Contributing

Contributions are welcome, and they are greatly appreciated! Every little bit helps, and credit will always be given. You can contribute from the scope of an user or as a core Python developer.

Reporting and Requesting

Bug reports

When reporting a bug please use one of the provided issue templates if applicable, otherwise just start a blank issue and describe your situation.

Documentation improvements

FarSeer-NMR could always use more documentation, whether as part of the official FarSeer-NMR docs, in docstrings, or even on the web in blog posts, articles, and such. Write us a documentation issue describing what you would like to see improved in the documentation, and if you can do it just Pull Request your proposed updates.

Feature requests and feedback

The best way to send feedback is to file an issue at https://github.com/Farseer-NMR/FarSeer-NMR/issues/new/choose using the feature template.

If you are proposing a feature:

  • Explain in detail how it would work.

  • Keep the scope as narrow as possible, to make it easier to implement.

  • Remember that this is a volunteer-driven project, and that code contributions are welcome :)

Code Development

To contribute to the development of FarSeer-NMR:

  1. Fork the FarSeer-NMR repository.

  2. Clone your fork to your local machine:

    git clone https://github.com/YOUR-USER-NAME/FarSeer-NMR.git <destination folder>
    
  3. Set up a new Python environment for the development of FarSeer-NMR so that the development version does not conflict with the production installation.

3.1 If you use Anaconda as your Python package manager do:

conda env create -f requirements_conda.yml

3.2 If you are using PyPI as your package manager follow this instructions.

  1. Remember to activate the new environment before proceeding to the installation, with Anaconda: conda activate farseernmrdev.

  2. Install FarSeer-NMR in the development mode, from within your fork folder:

    python setup.py develop
    

This ensures that the FarSeer-NMR version running in your development environment is the source in your git folder.

  1. FarSeer-NMR relies on tox to orchestrate testing environments, ensuring correct collaborative development, install tox:

    # with Anaconda
    conda install -c conda-forge tox
    
    # with PyPI
    pip install tox
    
  1. Create a branch for local development:

    git checkout -b name-of-your-bugfix-or-feature
    

5.1 Now you can make your changes locally.

  1. When you’re done making changes run all the checks and docs builder with tox one command:

    tox
    

6.1. If all tests pass you are set to go :-)``

  1. Commit your changes and push your branch to your FarSeer-NMR fork on GitHub:

    git add .
    git commit -m "Your detailed description of your changes."
    git push origin name-of-your-bugfix-or-feature
    
  2. Submit a pull request through the GitHub website.

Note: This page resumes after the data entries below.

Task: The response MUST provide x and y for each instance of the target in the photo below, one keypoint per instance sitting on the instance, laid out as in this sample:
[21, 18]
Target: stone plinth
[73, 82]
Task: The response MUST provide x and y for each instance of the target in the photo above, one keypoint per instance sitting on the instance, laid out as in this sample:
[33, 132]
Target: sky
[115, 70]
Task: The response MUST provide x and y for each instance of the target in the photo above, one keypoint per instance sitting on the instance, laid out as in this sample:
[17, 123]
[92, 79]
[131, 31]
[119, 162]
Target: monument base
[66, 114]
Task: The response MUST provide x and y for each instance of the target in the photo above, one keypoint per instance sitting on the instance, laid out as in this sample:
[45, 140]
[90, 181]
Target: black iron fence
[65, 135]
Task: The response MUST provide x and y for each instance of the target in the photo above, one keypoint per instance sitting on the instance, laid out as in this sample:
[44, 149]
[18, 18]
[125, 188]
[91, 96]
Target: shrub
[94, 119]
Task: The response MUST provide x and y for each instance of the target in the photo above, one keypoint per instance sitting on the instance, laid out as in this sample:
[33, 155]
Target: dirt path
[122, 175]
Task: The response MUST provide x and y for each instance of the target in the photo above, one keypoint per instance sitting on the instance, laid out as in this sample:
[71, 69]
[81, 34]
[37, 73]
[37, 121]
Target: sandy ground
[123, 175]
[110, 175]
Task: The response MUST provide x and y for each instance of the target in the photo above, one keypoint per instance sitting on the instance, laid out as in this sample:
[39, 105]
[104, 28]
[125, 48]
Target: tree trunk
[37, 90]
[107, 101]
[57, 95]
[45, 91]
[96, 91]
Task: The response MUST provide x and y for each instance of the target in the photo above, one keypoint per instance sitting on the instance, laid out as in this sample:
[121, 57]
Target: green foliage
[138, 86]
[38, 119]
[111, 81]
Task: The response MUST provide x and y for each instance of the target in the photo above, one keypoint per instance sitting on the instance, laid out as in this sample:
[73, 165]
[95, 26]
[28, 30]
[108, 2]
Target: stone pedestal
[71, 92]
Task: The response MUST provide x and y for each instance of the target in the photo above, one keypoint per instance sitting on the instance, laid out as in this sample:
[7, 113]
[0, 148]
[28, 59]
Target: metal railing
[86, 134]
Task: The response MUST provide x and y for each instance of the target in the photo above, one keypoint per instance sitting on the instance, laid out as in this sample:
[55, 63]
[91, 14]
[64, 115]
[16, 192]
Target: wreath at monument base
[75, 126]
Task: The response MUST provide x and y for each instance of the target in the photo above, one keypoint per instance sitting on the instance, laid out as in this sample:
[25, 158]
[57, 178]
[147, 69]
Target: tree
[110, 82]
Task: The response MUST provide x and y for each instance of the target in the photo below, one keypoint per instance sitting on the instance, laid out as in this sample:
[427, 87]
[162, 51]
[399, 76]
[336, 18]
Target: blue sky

  3. To keep you fork repository updated with the main repository latest changes:

    # move to the master branch
    git checkout master
    
    # add a reference to the upstream repository
    # this is the main FarSeer-NMR repository
    # you only have to do this once
    git remote add upstream https://github.com/Farseer-NMR/FarSeer-NMR
    
    # fetch the latest code from the main repository
    git fetch upstream
    
    # merge those changes to your master branch
    git pull upstream master
    
    # push to you online repository the new changes
    # so that your fork synchronizes with the main
    git push origin master
    
  4. To continue developing a new feature just repeat from steps 5.

Pull Request Guidelines

If you need some code review or feedback while you’re developing the code just make a pull request.

For merging, you should:

  1. Include passing tests (run tox) 1.

  2. Update documentation when there’s new API, functionality etc.

  3. Add a note to CHANGELOG.rst about the changes.

  4. Add yourself to AUTHORS.rst.

1

If you don’t have all the necessary python versions available locally you can rely on Travis - it will run the tests for each change you add in the pull request.

It will be slower though …

Tips

You can run individual test environment with tox, for example, to test lint:

tox -e check

to test documentation:

tox -e docs

to perform coverage-reported tests:

tox -e py38

Continuous Integration

This project follows Continuous Integration (CI) good practices (let us know if something can be improved). As referred in the previous section, testing environment is provided by tox. All tox testing environments run on Travis-CI; there, we check for code style, code quality, documentation, tests and test coverage. If you want to know more, tox testing configuration is defined in the tox.ini file.